GP3 disks are about 20% cheaper than their GP2 equivalent. What is more, they come with a guarantee level of performance even before you purchase additional IOPS. Consider the following two disks:
In other words, for the same disk, we can get a much better baseline performance at a cheaper price. What isn’t there not to like?
The major difference between GP2 and GP3, however, is their latency. In practice, we see an additional 1 – 2 milliseconds in response times from the GP3 disk vs. the GP2 disk. In other words, GP3 disks are somewhat slower, even if they are able to run more IOPS, their latency is higher.
A really key observation from us, however, is that GP3 does not offer burst I/O capabilities. And that means that I can breath a huge sigh of relief.
RavenDB as a database is meant to run on anything from an SD card to HDD to SSD to NVMe drives. We are used to account for the I/O being the slowest thing around and have already mostly coded around that. An additional millisecond in disk latency doesn’t matter that much in the grand scheme of things.
However… the fact that this doesn’t provide I/O burst is a huge plus for us. RavenDB can easily deal with slow I/O, what it find it very hard to deal with is an environment that very rapidly change its operational characteristics.
Let’s assume that we have a 100 GB GP2 disk, which means that we have a baseline of around 300 IOPS and 75MB / sec of throughput. RavenDB is under some high load, and it is using the maximum capabilities of the hardware. However, because of burstiness, we are actually able to utilize 3,000 IOPS and 250MB/sec for a while.
Until all the I/O credits are gone and we are forced into a screeching halt. That means, for example, that we read from the network at a rate of 250MB/sec, but we are unable to write to the disk at this level. There is a negative balance of 125MB/sec that needs to be stored some where. We can buffer that in memory, of course, but that only work for so long. That means that we have to put a huge break all of a sudden, which the rest of the eco system isn’t happy with. For example, the other side that is sending us data at 250MB /sec, they are likely not going to be able to respond in time to the shift is our behavior. It is very likely that the network connection would congest and break in this case.
All of the internal optimizations inside of RavenDB will also be skewed for a while, until we are used to the new level of speed. If this was gradual, we could adjust a lot more easily, but this is basically like hitting the brakes at speed. You will slow down, sure, but you are also likely to cause an accident.
As a simple example, RavenDB can compress the data that it writes to disk, and it balances the compression ratio vs. the cost to write to the disk.
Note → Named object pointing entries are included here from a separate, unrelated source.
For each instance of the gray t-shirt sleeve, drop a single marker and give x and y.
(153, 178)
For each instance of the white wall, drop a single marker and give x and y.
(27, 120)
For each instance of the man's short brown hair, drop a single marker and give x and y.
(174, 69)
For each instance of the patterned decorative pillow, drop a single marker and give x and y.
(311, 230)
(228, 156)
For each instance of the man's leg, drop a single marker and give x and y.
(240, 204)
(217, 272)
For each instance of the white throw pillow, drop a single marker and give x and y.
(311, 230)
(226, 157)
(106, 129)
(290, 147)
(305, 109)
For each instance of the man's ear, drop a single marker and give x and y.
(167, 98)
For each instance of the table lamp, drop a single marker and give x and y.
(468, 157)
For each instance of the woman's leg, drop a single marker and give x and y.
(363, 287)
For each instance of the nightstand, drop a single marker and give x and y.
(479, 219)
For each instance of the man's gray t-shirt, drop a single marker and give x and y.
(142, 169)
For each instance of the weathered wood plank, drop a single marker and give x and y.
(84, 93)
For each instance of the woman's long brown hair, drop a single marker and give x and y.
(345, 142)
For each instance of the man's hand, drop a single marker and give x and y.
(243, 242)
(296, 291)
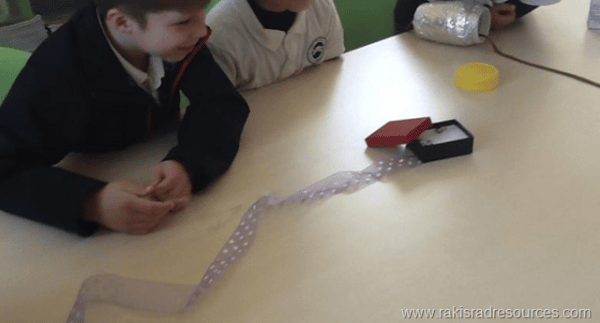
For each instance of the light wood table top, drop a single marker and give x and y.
(515, 225)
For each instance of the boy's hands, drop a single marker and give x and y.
(137, 209)
(503, 14)
(170, 182)
(126, 207)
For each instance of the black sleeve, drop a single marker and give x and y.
(404, 13)
(210, 131)
(41, 119)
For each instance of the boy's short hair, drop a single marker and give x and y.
(139, 9)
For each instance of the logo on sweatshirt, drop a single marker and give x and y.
(316, 50)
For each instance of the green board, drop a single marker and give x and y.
(12, 62)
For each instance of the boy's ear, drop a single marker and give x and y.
(119, 21)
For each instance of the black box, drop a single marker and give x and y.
(443, 140)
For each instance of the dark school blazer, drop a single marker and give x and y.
(73, 95)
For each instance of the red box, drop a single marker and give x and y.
(399, 132)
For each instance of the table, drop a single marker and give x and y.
(512, 226)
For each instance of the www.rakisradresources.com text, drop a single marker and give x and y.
(461, 312)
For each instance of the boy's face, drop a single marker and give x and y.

If we know that the disk is slow, we can spend more time trying to reduce the amount of data we write. If this changes rapidly, we are operating under the old assumptions and may create a true traffic jam
The fact that GP3 disks have a predictable performance profile means that we are much better suited to run on them. A more predictable platform from which to operate gives me a much better opportunity to handle optimizations.